An appeal is not a second bite because the first bite tasted bitter
The first question is not whether the decision feels unfair. The first question is whether the judge made an error of law, applied the wrong test, reached a conclusion not properly open on the evidence, gave inadequate reasons, or dealt with the case in a procedurally unfair way.
A represented party may have had the smoother presentation. That does not automatically make the decision appealable. But if the court accepted the wrong legal route, misunderstood the evidence, overlooked a decisive document or failed to give proper reasons, there may be work to do.
Common appeal issues
Common issues include wrong legal tests, refusal to consider relevant evidence, reliance on irrelevant matters, inadequate reasons, procedural unfairness, failure to deal with an application, misunderstanding a document, or making an order outside the court's proper basis.
Timing is central. Appeal deadlines can be short, and permission may be required. Delay can make a good point harder to run.
The pitfalls many people miss
Many draft grounds of appeal read like a complaint letter. They say the judge was wrong, biased, unfair or did not listen. That may be how it felt, but an appeal must identify the legal error and show why it matters.

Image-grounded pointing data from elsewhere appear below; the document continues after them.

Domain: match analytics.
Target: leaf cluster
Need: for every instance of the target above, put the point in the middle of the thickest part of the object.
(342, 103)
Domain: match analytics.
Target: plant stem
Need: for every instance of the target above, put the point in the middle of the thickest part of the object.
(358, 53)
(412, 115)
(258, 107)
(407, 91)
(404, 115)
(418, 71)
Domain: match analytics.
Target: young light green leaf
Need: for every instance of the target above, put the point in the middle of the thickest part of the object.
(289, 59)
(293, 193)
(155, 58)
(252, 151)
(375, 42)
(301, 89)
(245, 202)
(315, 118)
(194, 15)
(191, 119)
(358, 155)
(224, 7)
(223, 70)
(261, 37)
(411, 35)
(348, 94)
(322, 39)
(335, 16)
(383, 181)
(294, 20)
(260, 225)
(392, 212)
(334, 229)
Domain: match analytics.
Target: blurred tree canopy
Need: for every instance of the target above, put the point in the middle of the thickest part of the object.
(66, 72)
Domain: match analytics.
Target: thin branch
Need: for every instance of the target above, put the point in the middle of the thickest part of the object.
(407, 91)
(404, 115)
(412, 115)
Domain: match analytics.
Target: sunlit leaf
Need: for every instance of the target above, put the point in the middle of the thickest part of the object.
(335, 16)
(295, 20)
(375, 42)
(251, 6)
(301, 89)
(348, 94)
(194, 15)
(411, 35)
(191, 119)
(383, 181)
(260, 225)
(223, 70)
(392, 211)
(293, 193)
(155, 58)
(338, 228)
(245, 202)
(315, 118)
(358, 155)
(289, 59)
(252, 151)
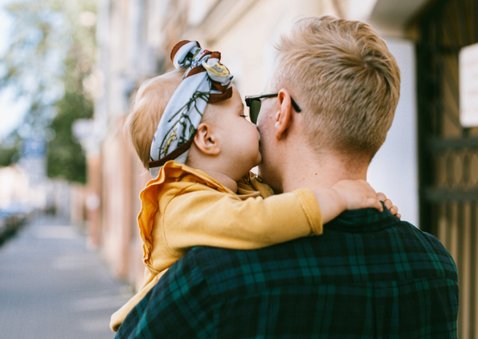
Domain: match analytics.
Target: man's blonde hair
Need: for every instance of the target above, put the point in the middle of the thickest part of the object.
(345, 80)
(148, 107)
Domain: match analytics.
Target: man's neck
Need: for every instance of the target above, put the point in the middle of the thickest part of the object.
(320, 172)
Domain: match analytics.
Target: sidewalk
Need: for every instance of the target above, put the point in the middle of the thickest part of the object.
(52, 286)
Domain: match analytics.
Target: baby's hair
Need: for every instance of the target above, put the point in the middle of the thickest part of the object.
(148, 107)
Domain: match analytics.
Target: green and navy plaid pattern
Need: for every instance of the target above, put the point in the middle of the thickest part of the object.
(369, 275)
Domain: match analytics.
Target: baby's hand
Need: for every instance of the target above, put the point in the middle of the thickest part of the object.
(357, 194)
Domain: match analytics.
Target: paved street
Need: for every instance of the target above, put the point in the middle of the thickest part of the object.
(52, 286)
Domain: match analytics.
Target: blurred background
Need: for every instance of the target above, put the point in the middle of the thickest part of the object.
(69, 69)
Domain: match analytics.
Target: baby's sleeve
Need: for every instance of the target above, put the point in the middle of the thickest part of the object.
(212, 218)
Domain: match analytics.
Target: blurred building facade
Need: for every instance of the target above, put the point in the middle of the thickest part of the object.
(134, 40)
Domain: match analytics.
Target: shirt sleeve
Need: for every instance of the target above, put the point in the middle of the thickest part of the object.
(212, 218)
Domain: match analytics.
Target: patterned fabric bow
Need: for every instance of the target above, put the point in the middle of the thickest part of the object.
(205, 80)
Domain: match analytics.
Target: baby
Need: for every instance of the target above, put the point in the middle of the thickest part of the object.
(189, 129)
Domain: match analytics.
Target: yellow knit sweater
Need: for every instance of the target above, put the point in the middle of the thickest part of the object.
(184, 207)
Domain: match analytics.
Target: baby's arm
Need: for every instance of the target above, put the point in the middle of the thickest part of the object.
(346, 195)
(212, 218)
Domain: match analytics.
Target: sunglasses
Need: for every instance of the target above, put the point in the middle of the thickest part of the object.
(254, 104)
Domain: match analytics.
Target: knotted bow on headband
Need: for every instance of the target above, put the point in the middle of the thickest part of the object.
(205, 80)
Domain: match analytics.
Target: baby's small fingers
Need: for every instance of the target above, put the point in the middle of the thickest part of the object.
(375, 203)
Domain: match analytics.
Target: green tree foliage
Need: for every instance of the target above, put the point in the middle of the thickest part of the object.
(50, 53)
(65, 157)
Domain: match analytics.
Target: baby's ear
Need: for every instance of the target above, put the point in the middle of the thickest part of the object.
(205, 140)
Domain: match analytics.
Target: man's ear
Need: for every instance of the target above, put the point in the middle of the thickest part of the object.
(205, 140)
(283, 116)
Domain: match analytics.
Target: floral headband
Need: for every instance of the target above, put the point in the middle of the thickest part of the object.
(205, 80)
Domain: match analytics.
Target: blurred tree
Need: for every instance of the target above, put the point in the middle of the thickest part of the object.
(50, 52)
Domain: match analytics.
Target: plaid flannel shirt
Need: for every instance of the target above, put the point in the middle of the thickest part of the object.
(369, 275)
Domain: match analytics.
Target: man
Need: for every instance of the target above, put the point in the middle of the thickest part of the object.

Another pitfall is failing to obtain or reconstruct the judgment, failing to identify the order being appealed, or building an appeal bundle that does not let the appeal court see the point.
How Fenton Marsh & Co helps
We can review the order, judgment, reasons, notes, applications and evidence to identify whether there is an arguable appeal point. Where appropriate, we can help prepare draft grounds, appellant notices, permission materials, evidence schedules, appeal bundles and speaking notes.
This is careful appeal preparation at controlled cost. We do not promise an appeal will succeed. We aim to put any arguable error in its proper legal form before more money is spent.